All of lore.kernel.org
 help / color / mirror / Atom feed
From: Dave Jiang <dave.jiang@intel.com>
To: vkoul@kernel.org
Cc: Kevin Tian <kevin.tian@intel.com>, dmaengine@vger.kernel.org
Subject: [PATCH 7/7] dmaengine: idxd: handle interrupt handle revoked event
Date: Wed, 20 Oct 2021 09:54:15 -0700	[thread overview]
Message-ID: <163474885533.2608004.13540888939571807207.stgit@djiang5-desk3.ch.intel.com> (raw)
In-Reply-To: <163474864017.2608004.10983485368237365990.stgit@djiang5-desk3.ch.intel.com>

"Interrupt handle revoked" is an event that happens when the driver is
running on a guest kernel and the VM is migrated to a new machine.
The device will trigger an interrupt that signals to the guest driver
that the interrupt handles need to be replaced.

The misc irq thread function calls a helper function to handle the
event. The function uses the WQ percpu_ref to quiesce the kernel
submissions. It then replaces the interrupt handles by requesting
interrupt handle command for each I/O MSIX vector. Once the handle is
updated, the driver will unblock the submission path to allow new
submissions.

The submitter will attempt to acquire a percpu_ref before submission. When
the request fails, it will wait on the wq_resurrect 'completion'.

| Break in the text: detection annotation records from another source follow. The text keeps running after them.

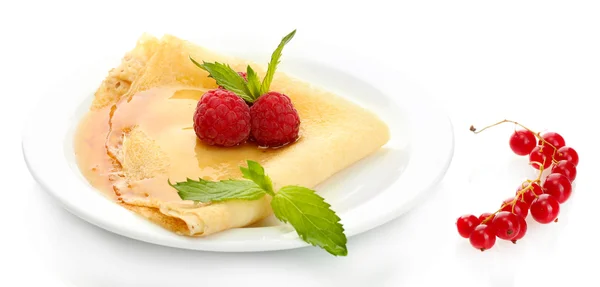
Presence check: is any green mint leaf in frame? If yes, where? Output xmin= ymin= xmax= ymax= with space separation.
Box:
xmin=190 ymin=56 xmax=255 ymax=103
xmin=271 ymin=186 xmax=348 ymax=256
xmin=260 ymin=30 xmax=296 ymax=95
xmin=169 ymin=178 xmax=265 ymax=203
xmin=240 ymin=161 xmax=275 ymax=195
xmin=246 ymin=65 xmax=261 ymax=100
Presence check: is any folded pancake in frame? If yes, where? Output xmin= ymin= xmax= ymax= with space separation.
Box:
xmin=75 ymin=35 xmax=389 ymax=236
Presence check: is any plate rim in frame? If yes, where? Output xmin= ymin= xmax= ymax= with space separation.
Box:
xmin=21 ymin=34 xmax=455 ymax=252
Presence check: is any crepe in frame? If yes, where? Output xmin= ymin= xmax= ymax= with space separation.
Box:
xmin=75 ymin=32 xmax=389 ymax=236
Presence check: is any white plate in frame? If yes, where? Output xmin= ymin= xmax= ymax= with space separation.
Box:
xmin=23 ymin=34 xmax=454 ymax=252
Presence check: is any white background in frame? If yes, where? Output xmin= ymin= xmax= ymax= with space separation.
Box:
xmin=0 ymin=0 xmax=600 ymax=287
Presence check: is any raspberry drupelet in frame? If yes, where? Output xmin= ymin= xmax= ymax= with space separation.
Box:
xmin=194 ymin=89 xmax=250 ymax=147
xmin=250 ymin=92 xmax=300 ymax=147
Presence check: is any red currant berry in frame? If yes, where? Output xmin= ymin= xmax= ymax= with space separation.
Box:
xmin=508 ymin=130 xmax=536 ymax=155
xmin=469 ymin=224 xmax=496 ymax=251
xmin=529 ymin=145 xmax=554 ymax=170
xmin=517 ymin=183 xmax=544 ymax=206
xmin=538 ymin=132 xmax=565 ymax=149
xmin=529 ymin=194 xmax=560 ymax=224
xmin=555 ymin=146 xmax=579 ymax=166
xmin=501 ymin=197 xmax=529 ymax=217
xmin=552 ymin=159 xmax=577 ymax=182
xmin=456 ymin=214 xmax=480 ymax=238
xmin=542 ymin=173 xmax=572 ymax=203
xmin=511 ymin=216 xmax=527 ymax=243
xmin=479 ymin=212 xmax=495 ymax=225
xmin=492 ymin=211 xmax=519 ymax=240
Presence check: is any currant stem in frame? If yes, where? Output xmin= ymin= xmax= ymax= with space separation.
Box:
xmin=481 ymin=156 xmax=545 ymax=224
xmin=469 ymin=119 xmax=558 ymax=158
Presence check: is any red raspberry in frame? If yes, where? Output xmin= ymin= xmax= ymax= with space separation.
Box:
xmin=250 ymin=92 xmax=300 ymax=147
xmin=194 ymin=89 xmax=250 ymax=147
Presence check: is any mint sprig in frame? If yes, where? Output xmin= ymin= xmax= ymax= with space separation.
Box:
xmin=260 ymin=30 xmax=296 ymax=94
xmin=189 ymin=30 xmax=296 ymax=103
xmin=169 ymin=160 xmax=348 ymax=256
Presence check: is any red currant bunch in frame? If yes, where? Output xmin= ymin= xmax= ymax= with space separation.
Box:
xmin=456 ymin=120 xmax=579 ymax=251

The driver does anticipate the possibility of descriptors being submitted
before the WQ percpu_ref is killed. If a descriptor has already been
submitted, it will return with incorrect interrupt handle status. The
descriptor will be re-submitted with the new interrupt handle on the
completion path. For descriptors with incorrect interrupt handles,
completion interrupt won't be triggered.

At the completion of the interrupt handle refresh, the handling function
will call idxd_int_handle_refresh_drain() to issue drain descriptors to
each of the wq with associated interrupt handle. The drain descriptor will have
interrupt request set but without completion record. This will ensure all
descriptors with incorrect interrupt completion handle get drained and
a completion interrupt is triggered for the guest driver to process them.

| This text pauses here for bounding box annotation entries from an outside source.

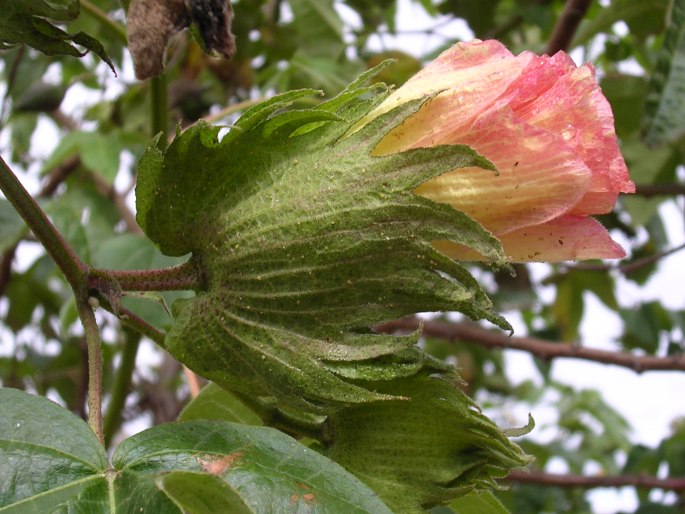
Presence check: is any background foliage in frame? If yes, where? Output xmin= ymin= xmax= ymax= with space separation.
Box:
xmin=0 ymin=0 xmax=685 ymax=513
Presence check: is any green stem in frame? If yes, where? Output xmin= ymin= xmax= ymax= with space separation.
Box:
xmin=0 ymin=157 xmax=88 ymax=292
xmin=76 ymin=296 xmax=105 ymax=444
xmin=88 ymin=259 xmax=202 ymax=295
xmin=102 ymin=329 xmax=140 ymax=446
xmin=81 ymin=0 xmax=128 ymax=45
xmin=150 ymin=74 xmax=169 ymax=150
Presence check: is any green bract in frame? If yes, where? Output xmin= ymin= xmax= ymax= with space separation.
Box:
xmin=137 ymin=68 xmax=508 ymax=412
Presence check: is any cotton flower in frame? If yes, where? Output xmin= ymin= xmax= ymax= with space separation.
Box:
xmin=363 ymin=41 xmax=635 ymax=262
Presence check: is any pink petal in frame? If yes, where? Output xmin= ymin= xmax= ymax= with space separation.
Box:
xmin=511 ymin=61 xmax=635 ymax=215
xmin=434 ymin=216 xmax=625 ymax=262
xmin=368 ymin=41 xmax=534 ymax=155
xmin=416 ymin=106 xmax=591 ymax=234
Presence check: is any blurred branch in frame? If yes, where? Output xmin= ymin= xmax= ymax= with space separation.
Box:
xmin=149 ymin=74 xmax=169 ymax=150
xmin=545 ymin=0 xmax=592 ymax=55
xmin=634 ymin=183 xmax=685 ymax=198
xmin=80 ymin=0 xmax=128 ymax=46
xmin=102 ymin=329 xmax=140 ymax=445
xmin=560 ymin=243 xmax=685 ymax=276
xmin=507 ymin=470 xmax=685 ymax=491
xmin=0 ymin=156 xmax=81 ymax=296
xmin=76 ymin=295 xmax=105 ymax=443
xmin=376 ymin=318 xmax=685 ymax=373
xmin=0 ymin=154 xmax=88 ymax=288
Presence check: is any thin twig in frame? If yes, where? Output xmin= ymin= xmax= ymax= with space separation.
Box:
xmin=183 ymin=366 xmax=202 ymax=398
xmin=560 ymin=243 xmax=685 ymax=274
xmin=507 ymin=470 xmax=685 ymax=491
xmin=102 ymin=329 xmax=140 ymax=445
xmin=88 ymin=259 xmax=202 ymax=296
xmin=634 ymin=182 xmax=685 ymax=198
xmin=81 ymin=0 xmax=128 ymax=46
xmin=377 ymin=318 xmax=685 ymax=373
xmin=0 ymin=154 xmax=88 ymax=290
xmin=546 ymin=0 xmax=592 ymax=55
xmin=76 ymin=296 xmax=105 ymax=444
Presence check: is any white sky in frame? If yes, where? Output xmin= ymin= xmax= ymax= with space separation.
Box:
xmin=0 ymin=0 xmax=685 ymax=513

Reviewed-by: Kevin Tian <kevin.tian@intel.com>
Co-Developed-by: Sanjay Kumar <sanjay.k.kumar@intel.com>
Signed-off-by: Dave Jiang <dave.jiang@intel.com>
---
 drivers/dma/idxd/device.c    |    6 ++
 drivers/dma/idxd/idxd.h      |    1 
 drivers/dma/idxd/init.c      |    1 
 drivers/dma/idxd/irq.c       |  137 ++++++++++++++++++++++++++++++++++++++++++
 drivers/dma/idxd/registers.h |    1 
 drivers/dma/idxd/submit.c    |   10 ++-
 6 files changed, 152 insertions(+), 4 deletions(-)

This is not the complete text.